En un sens, le monde des champignons est une mystérieuse dimension terrestre que nous apprenons tout juste à observer. S’ils poussent dans le sol et présentent des « tiges » comestibles comme les plantes, nombre de leurs caractéristiques les en distinguent pourtant. Alors que les parois cellulaires des végétaux sont constituées de cellulose, celles des champignons sont faites de chitine, une fibre que l’on retrouve aussi dans l’exosquelette des insectes et des crustacés.

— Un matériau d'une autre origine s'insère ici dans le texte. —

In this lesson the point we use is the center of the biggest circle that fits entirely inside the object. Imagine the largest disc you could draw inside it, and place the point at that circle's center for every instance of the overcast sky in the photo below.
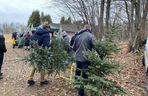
(20, 10)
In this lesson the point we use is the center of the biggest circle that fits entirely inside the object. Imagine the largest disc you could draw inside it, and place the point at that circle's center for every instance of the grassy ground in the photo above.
(16, 72)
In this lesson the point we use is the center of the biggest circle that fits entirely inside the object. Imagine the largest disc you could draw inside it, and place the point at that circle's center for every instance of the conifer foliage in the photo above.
(98, 84)
(51, 59)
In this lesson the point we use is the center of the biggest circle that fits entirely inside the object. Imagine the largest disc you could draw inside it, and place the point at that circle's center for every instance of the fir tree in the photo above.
(101, 66)
(52, 59)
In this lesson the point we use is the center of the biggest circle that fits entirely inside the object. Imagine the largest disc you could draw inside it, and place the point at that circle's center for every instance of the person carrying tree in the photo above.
(42, 36)
(84, 41)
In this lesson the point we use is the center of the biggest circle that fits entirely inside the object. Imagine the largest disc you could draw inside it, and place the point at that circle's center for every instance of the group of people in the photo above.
(82, 41)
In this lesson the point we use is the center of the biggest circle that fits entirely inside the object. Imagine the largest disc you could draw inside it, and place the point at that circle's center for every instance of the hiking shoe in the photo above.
(31, 82)
(44, 82)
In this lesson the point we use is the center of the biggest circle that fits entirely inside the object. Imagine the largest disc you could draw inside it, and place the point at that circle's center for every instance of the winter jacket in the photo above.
(2, 45)
(73, 39)
(66, 39)
(84, 41)
(42, 36)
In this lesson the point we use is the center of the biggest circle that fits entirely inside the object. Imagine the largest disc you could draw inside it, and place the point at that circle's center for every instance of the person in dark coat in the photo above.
(84, 41)
(27, 40)
(42, 36)
(2, 51)
(14, 38)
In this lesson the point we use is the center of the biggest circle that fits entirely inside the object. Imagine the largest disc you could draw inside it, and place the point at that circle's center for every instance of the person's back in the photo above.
(83, 42)
(42, 36)
(66, 38)
(2, 51)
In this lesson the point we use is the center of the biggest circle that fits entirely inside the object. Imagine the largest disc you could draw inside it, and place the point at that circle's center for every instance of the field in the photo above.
(16, 72)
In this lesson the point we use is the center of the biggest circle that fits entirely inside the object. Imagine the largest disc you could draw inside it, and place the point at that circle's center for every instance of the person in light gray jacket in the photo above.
(83, 42)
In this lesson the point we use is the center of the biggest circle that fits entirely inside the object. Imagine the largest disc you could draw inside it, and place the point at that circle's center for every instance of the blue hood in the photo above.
(41, 31)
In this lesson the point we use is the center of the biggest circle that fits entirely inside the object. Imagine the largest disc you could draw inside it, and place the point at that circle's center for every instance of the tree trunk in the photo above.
(140, 27)
(107, 16)
(101, 27)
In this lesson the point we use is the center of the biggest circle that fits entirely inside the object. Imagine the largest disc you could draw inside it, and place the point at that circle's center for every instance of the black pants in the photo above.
(81, 68)
(1, 60)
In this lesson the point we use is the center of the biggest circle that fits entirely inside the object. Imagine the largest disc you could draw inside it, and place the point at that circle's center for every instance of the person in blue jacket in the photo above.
(2, 51)
(42, 36)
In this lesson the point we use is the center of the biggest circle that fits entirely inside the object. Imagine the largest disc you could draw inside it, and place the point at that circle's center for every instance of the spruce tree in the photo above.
(98, 83)
(51, 59)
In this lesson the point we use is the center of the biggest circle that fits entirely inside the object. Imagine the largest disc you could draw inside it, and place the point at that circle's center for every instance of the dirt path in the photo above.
(16, 74)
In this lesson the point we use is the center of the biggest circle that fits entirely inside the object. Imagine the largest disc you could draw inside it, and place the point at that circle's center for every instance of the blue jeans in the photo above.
(81, 68)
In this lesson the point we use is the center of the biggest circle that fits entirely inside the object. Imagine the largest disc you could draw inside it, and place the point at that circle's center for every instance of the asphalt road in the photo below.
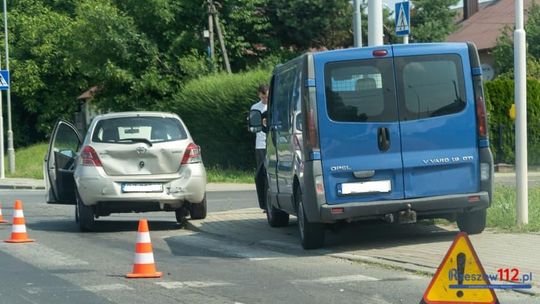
(66, 266)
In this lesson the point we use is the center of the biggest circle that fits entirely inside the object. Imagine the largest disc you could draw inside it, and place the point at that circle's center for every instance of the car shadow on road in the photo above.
(102, 226)
(338, 238)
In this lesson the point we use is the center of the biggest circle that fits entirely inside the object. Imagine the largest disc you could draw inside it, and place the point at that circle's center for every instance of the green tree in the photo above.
(432, 20)
(504, 49)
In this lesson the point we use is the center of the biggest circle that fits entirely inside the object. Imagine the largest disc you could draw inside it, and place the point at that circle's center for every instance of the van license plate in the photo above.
(383, 186)
(142, 187)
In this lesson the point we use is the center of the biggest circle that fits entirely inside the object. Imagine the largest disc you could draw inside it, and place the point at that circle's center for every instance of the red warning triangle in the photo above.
(459, 269)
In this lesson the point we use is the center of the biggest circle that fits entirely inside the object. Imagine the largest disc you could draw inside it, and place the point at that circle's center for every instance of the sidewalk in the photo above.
(39, 184)
(417, 248)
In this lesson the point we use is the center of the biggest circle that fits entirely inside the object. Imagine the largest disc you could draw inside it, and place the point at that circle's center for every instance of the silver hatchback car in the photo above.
(128, 162)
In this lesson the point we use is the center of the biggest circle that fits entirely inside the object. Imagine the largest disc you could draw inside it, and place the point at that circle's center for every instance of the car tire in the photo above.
(274, 216)
(198, 211)
(181, 214)
(311, 234)
(472, 222)
(85, 215)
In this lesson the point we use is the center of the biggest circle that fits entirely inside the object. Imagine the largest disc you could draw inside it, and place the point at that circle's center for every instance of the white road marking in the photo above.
(337, 280)
(41, 255)
(191, 284)
(107, 287)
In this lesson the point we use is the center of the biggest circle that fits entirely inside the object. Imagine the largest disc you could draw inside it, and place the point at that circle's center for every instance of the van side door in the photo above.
(286, 101)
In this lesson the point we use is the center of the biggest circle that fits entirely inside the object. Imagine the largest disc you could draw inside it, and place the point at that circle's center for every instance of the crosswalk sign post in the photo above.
(403, 20)
(4, 80)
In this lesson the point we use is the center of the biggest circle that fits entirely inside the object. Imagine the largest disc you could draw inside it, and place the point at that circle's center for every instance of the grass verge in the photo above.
(502, 213)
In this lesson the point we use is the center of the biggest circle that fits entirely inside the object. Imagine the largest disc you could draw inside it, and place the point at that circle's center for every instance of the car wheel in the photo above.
(472, 222)
(311, 234)
(275, 217)
(84, 215)
(198, 211)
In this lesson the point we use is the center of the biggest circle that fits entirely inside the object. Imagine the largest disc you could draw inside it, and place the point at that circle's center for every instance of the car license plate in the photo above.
(136, 187)
(383, 186)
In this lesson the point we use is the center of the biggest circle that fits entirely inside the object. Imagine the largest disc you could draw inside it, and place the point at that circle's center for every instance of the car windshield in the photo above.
(138, 129)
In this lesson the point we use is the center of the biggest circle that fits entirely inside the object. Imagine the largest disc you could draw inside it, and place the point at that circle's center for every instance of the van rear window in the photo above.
(360, 91)
(430, 85)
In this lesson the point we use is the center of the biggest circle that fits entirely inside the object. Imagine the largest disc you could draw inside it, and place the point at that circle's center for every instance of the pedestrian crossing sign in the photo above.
(403, 21)
(4, 80)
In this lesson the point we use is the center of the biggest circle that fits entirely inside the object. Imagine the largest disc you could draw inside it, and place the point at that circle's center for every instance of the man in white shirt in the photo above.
(260, 140)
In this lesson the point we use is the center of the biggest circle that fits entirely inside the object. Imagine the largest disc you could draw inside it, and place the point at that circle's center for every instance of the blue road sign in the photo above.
(403, 21)
(4, 80)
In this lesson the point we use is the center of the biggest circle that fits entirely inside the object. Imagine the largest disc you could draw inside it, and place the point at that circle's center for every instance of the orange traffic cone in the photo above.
(2, 220)
(144, 266)
(18, 230)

De plus, ils sont hétérotrophes, c’est-à-dire capables de manger d’autres organismes, souvent en décomposant du bois et des végétaux morts grâce à la sécrétion puis à la réabsorption d’enzymes. Sans eux, la flore et la faune mortes s’accumuleraient dans les forêts, et la plupart des arbres peineraient à trouver les nutriments indispensables à leur survie.

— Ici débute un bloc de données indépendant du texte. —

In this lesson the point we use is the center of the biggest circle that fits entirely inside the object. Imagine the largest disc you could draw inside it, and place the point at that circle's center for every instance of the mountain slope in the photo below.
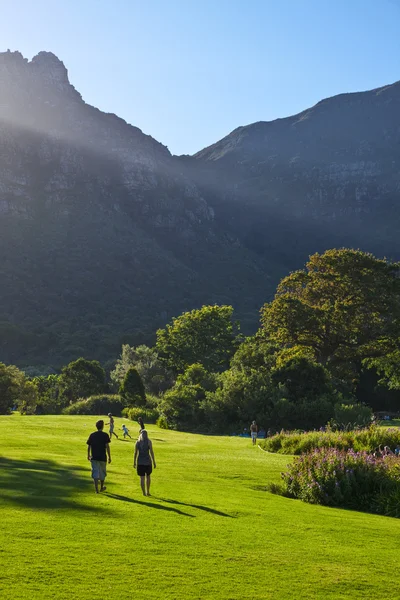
(328, 176)
(102, 236)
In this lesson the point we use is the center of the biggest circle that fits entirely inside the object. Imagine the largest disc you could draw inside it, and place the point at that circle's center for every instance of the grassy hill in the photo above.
(210, 530)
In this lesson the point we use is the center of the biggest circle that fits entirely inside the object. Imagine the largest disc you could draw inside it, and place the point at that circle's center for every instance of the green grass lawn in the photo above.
(210, 530)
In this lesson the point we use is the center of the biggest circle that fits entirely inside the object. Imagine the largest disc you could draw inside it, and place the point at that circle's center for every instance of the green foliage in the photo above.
(207, 335)
(162, 422)
(80, 379)
(97, 405)
(367, 439)
(343, 308)
(182, 406)
(344, 478)
(254, 353)
(48, 395)
(132, 388)
(156, 377)
(240, 398)
(354, 415)
(27, 398)
(148, 414)
(302, 378)
(14, 388)
(388, 367)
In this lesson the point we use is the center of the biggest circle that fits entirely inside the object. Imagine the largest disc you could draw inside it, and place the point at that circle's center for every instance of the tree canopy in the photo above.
(81, 378)
(343, 307)
(207, 335)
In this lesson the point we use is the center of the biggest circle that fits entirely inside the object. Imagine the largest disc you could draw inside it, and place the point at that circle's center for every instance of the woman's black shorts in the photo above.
(144, 470)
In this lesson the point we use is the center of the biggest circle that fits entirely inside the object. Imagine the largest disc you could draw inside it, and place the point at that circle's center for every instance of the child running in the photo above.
(126, 431)
(111, 424)
(144, 458)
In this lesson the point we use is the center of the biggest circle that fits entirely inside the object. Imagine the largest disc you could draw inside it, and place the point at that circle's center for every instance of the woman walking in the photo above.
(144, 459)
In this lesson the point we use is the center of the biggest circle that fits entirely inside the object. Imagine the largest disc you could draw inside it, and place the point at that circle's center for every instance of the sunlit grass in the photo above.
(210, 530)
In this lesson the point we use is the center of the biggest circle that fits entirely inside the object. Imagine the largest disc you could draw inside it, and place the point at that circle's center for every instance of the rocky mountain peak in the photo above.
(51, 68)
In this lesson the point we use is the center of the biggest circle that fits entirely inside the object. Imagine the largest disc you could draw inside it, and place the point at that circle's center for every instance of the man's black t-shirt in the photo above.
(98, 441)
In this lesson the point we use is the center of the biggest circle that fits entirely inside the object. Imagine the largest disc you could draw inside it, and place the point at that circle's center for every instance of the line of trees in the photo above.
(328, 345)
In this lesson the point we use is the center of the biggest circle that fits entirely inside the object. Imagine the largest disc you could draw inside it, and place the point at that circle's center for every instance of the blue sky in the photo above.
(187, 72)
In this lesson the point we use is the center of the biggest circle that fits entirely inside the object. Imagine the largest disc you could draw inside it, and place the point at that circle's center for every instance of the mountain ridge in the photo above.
(104, 235)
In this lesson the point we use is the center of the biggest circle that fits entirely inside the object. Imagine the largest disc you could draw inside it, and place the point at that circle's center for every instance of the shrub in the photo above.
(97, 405)
(162, 422)
(353, 415)
(348, 479)
(148, 414)
(132, 388)
(368, 439)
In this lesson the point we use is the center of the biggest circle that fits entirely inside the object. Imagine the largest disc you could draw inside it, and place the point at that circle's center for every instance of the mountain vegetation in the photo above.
(105, 236)
(304, 368)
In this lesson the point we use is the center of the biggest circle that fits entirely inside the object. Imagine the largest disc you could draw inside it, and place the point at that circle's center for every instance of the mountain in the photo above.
(104, 236)
(328, 176)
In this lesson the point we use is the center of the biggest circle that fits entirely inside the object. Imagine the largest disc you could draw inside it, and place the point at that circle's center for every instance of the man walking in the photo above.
(98, 450)
(254, 431)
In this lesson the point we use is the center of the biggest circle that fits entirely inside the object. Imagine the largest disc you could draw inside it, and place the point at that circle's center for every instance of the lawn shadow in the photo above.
(42, 484)
(199, 506)
(149, 504)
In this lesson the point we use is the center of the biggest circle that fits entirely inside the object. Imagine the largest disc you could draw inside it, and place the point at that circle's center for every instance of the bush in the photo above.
(368, 439)
(162, 422)
(345, 479)
(353, 415)
(148, 414)
(132, 388)
(97, 405)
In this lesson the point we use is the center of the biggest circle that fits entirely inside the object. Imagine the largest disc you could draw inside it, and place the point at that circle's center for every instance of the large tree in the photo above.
(154, 373)
(81, 378)
(12, 384)
(343, 308)
(207, 335)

«Ils sont probablement plus proches des animaux qu’on ne le croit», affirme même Rabern Simmons, conservateur au sein de l’Herbier de l’université Purdue, dans l’Indiana. Depuis plus d’un milliard d’années, ces organismes ont évolué de manière à vivre dans des milieux spécifiques, parfois en coopération avec une seule autre espèce. Mais, quand l’un d’eux est déplacé ailleurs, à des dizaines, voire à des milliers de kilomètres, ces relations complexes peuvent s’emballer. «Il en résulte un désordre parfait pour les champignons pathogènes», explique Stephen Parnell, épidémiologiste à l’université de Warwick, en Angleterre, qui modélise la propagation des maladies touchant les végétaux
Hericium clathroides - L’hydne rameux tombe en cascade d’un arbre dans la péninsule grecque de la Chalcidique.
Les champignons recourent à diverses stratégies de reproduction pour survivre. Portées par le vent, les spores de plusieurs espèces peuvent se mélanger dans un nouvel habitat; les champignons peuvent aussi fusionner les filaments, ou hyphes, qui forment leurs mycéliums ; mais, si besoin, beaucoup recourent simplement à la reproduction asexuée.
Dans un contexte où les climats et les paysages évoluent à une vitesse record, souligne Stephen Parnell, ces caractéristiques reproductives confèrent aux organismes fongiques une adaptabilité unique, mais aussi inquiétante. Dans de nouveaux milieux, des champignons non indigènes peuvent se propager très vite et transformer la topographie des alentours.